Overview

The History, Theory and Criticism of Architecture and Art program aims to produce leading-edge scholars and intellectuals in the field of art and architectural history. We place a strong emphasis on historiography and analytical methodologies. Course offerings deal with the social and physical context of the built environment, the significant issues in current disciplinary thinking, as well as with the philosophical, political, and material context for works of art and architecture. We are proud of our long-standing relationship to and connection with peer institutions all around the world. Our faculty members explore the development of salient attitudes regarding art and architectural works, and produce interdisciplinary tools for probing the wider significance of such shifts over time. The HTC Forum Lecture Series, the Aga Khan Lecture Series, Thresholds (the departmental journal), and the Research in Progress Symposium are just some of the activities that are organized by us for the enrichment of all.
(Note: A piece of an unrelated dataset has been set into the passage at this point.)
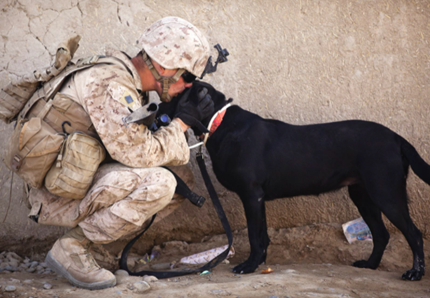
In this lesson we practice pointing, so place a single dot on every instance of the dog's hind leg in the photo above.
(397, 212)
(386, 186)
(372, 216)
(257, 232)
The program's strengths can be summarized as:

  • History, Theory, and Criticism of Architecture, Art and Urban Form
  • Late Medieval through Baroque, 19th and 20th Centuries
  • International

The goal of the HTC program is to prepare students for an intellectual life in universities, in architecture schools, and in architectural practice. Emphasis is placed simultaneously on critical method and historical substance. Students are encouraged to identify research projects that are relevant to their own concerns and allow them to reflect on contemporary issues. At the same time, the program demands rigorous historical scholarship. It is this combination, we believe, that leads to real change in the ways we think about art and architecture and write their history.
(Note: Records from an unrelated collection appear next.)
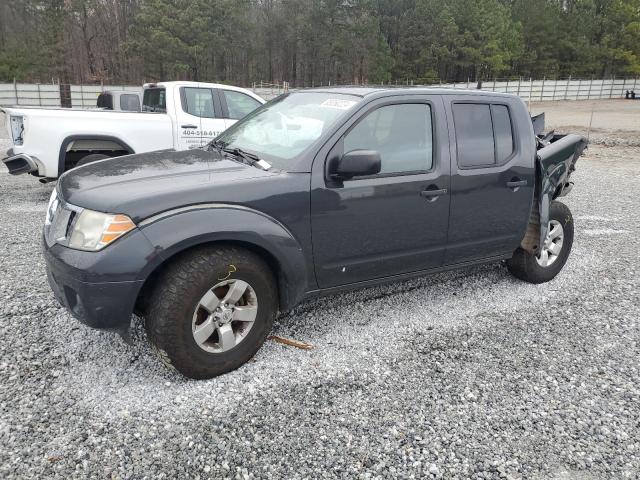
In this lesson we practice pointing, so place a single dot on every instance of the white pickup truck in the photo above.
(175, 115)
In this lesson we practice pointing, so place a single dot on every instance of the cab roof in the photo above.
(391, 90)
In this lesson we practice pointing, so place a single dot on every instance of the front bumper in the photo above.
(99, 288)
HTC is a unique program in American education. Its location within the oldest school of architecture in the U.S. focuses attention on interdisciplinary issues in contemporary practice and distinguishes it from the art history departments of universities. A number of the HTC faculty have professional degrees as well as academic ones and this contributes to the interaction of practice and scholarship that is unique to this environment. Faculty also have strong ties to MIT Resources available to art and architectural historians as well as artists. Alone among the graduate programs in architecture schools, HTC hosts a substantial curriculum in art history. Its theoretical and critical orientation constitutes an important part of the education of all the students in the program.